Central bank introduces coin deposit machines
MANILA, Philippines — Introducing the automated coin deposit machine (CoDMs), the latest of the government’s stratagems to promote the re-circulation of coins and persuade Filipinos to use the low-value currency in their daily transactions.
In partnership with business groups with large networks of retail establishments such as the SM, Robinsons, and Filinvest groups, the Bangko Sentral ng Pilipinas (BSP) is working on the deployment of an initial batch of 25 CoDMs in select sites across the Greater Manila Area and nearby provinces.
The hope is that Filipinos would feed the CoDMs with coins in exchange for shopping credits instead of keeping the coins in piggy banks.

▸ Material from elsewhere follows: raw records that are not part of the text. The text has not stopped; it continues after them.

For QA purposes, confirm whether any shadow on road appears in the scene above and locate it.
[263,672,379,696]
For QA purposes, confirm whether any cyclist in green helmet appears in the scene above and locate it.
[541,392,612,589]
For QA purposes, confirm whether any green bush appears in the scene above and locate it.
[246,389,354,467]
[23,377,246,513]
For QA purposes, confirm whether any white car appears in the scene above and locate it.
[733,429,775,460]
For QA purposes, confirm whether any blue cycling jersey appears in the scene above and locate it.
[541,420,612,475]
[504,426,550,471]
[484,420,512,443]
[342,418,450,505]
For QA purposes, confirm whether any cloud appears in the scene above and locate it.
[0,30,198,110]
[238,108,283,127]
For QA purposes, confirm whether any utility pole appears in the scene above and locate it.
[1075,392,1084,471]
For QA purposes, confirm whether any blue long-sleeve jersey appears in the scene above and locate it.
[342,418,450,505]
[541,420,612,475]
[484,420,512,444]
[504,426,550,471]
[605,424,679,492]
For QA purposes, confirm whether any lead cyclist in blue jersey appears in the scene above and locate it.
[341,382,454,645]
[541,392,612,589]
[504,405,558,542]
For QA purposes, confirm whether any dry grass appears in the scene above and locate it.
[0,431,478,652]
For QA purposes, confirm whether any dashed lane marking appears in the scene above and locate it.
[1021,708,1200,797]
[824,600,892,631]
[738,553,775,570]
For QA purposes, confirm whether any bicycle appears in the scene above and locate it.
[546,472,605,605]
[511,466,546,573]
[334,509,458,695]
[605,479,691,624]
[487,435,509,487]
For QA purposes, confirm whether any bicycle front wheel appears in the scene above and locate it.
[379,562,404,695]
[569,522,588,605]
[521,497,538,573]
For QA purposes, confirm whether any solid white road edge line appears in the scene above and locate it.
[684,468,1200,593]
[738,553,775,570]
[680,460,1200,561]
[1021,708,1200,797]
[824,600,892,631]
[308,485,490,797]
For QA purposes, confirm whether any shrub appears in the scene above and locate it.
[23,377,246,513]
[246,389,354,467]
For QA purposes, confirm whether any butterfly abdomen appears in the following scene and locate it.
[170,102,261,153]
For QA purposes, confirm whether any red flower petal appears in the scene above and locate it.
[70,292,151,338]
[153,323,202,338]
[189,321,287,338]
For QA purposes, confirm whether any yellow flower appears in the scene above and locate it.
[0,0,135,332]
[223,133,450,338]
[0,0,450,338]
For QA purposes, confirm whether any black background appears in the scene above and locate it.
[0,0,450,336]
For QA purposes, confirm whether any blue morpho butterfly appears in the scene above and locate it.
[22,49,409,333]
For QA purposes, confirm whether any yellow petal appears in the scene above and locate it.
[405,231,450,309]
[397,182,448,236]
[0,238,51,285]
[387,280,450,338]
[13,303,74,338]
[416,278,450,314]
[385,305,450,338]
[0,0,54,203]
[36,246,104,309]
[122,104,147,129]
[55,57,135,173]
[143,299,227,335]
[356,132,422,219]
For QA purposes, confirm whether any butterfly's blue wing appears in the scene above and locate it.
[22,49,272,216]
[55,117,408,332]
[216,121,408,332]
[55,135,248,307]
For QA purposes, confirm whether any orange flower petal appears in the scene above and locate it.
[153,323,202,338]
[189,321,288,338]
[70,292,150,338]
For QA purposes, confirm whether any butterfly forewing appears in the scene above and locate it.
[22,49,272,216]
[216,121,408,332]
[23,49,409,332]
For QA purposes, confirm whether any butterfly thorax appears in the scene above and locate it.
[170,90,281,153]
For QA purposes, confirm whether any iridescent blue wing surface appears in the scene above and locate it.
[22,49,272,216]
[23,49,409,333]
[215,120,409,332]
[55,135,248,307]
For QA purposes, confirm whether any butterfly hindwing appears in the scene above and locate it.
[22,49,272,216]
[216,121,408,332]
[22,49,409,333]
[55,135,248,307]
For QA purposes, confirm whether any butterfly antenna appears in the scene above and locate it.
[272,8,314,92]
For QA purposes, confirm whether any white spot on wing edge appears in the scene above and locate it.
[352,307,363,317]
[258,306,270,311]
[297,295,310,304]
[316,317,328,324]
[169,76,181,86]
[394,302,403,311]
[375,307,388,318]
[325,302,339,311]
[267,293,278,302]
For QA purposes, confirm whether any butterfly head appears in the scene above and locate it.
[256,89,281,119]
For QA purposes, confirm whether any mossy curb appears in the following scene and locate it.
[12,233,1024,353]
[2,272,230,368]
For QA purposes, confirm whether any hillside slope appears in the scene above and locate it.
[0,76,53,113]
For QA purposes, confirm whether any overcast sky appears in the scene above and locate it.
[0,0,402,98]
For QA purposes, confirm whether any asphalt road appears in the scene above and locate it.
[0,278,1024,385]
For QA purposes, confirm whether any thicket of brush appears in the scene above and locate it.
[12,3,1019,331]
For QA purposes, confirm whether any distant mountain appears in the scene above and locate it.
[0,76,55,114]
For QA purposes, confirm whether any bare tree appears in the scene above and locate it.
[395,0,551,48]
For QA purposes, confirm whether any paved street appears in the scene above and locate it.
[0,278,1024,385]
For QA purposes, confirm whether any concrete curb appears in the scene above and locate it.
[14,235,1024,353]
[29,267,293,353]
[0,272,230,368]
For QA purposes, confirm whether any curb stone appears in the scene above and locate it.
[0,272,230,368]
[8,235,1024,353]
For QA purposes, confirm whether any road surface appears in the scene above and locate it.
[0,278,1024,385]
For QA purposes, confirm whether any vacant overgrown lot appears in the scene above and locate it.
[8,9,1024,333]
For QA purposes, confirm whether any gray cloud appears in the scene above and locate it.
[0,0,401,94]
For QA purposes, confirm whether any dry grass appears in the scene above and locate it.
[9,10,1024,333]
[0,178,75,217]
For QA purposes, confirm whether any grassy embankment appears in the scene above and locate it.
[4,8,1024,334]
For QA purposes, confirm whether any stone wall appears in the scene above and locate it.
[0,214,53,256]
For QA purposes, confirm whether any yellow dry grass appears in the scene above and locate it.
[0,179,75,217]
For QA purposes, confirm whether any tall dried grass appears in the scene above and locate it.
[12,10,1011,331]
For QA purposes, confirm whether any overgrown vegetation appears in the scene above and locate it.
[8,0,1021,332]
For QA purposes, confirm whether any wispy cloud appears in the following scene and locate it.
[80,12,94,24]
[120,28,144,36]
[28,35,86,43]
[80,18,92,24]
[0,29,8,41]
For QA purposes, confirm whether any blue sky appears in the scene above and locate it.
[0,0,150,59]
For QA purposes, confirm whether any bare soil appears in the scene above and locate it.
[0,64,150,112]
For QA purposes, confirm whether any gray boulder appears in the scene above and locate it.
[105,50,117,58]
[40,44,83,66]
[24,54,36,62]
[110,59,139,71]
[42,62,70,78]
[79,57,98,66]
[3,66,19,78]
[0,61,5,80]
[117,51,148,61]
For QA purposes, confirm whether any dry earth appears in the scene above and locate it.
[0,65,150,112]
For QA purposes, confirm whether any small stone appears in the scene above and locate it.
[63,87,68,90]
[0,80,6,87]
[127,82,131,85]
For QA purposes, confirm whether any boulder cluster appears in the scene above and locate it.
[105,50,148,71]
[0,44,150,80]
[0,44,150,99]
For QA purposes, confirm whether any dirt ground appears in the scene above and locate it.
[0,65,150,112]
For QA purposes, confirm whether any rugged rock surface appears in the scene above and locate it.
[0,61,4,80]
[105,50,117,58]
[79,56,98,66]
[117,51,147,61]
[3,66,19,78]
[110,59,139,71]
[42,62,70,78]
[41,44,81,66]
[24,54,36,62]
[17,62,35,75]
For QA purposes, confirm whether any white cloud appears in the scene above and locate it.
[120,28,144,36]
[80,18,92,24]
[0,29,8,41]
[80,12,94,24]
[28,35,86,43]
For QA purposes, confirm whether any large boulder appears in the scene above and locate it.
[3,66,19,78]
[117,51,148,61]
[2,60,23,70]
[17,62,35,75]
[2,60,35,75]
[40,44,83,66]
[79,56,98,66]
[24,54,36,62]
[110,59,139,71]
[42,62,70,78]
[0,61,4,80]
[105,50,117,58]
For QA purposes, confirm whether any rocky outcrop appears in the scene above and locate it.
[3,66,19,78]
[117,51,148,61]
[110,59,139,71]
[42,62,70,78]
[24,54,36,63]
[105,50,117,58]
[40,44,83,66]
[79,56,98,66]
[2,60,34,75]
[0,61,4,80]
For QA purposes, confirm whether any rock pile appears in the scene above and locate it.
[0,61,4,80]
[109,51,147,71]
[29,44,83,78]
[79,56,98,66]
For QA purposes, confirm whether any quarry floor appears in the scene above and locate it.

The automated CoDMs are intended to enable customers to conveniently deposit coins and redeem their accumulated value from partner retail establishments through shopping vouchers or rewards card points.
Customers may also opt to directly credit the amount to their participating bank accounts or electronic wallets.
For the coins collected through the CoDMs, the ones deemed fit for circulation will be returned into circulation when partner retailers use them as change for over-the-counter payments.
Unfit coins, on the other hand, will be removed from circulation and subsequently retired by the BSP.
A coin is considered unfit for circulation when it is bent, or twisted out of shape, or defaced, or showing signs of corrosion, or has been considerably reduced in weight.
“There is a problem when it comes to recirculating coins—some people hoard or collect them while some people leave them behind altogether, leading to an artificial coin shortage,” BSP Governor Felipe Medalla said in a statement. “This defeats their intended purpose as a medium of exchange.”
Also, the BSP observed that coins are kept inside bank vaults, in piggy banks, inside drawers, used as washers, or thrown away as an inconvenience.
Aside from causing perceived shortages, the inefficient re-circulation of coins could also force the BSP to produce more coins, translating to significant costs.
The BSP data show that there were 50 pieces of coins for every Filipino in 2005. This increased by almost seven times to 342 pieces of coins as of June 2022.
Over the past 17 years, the BSP had to increase coin production to meet growing demand, especially in the retail sector where coins are used for change.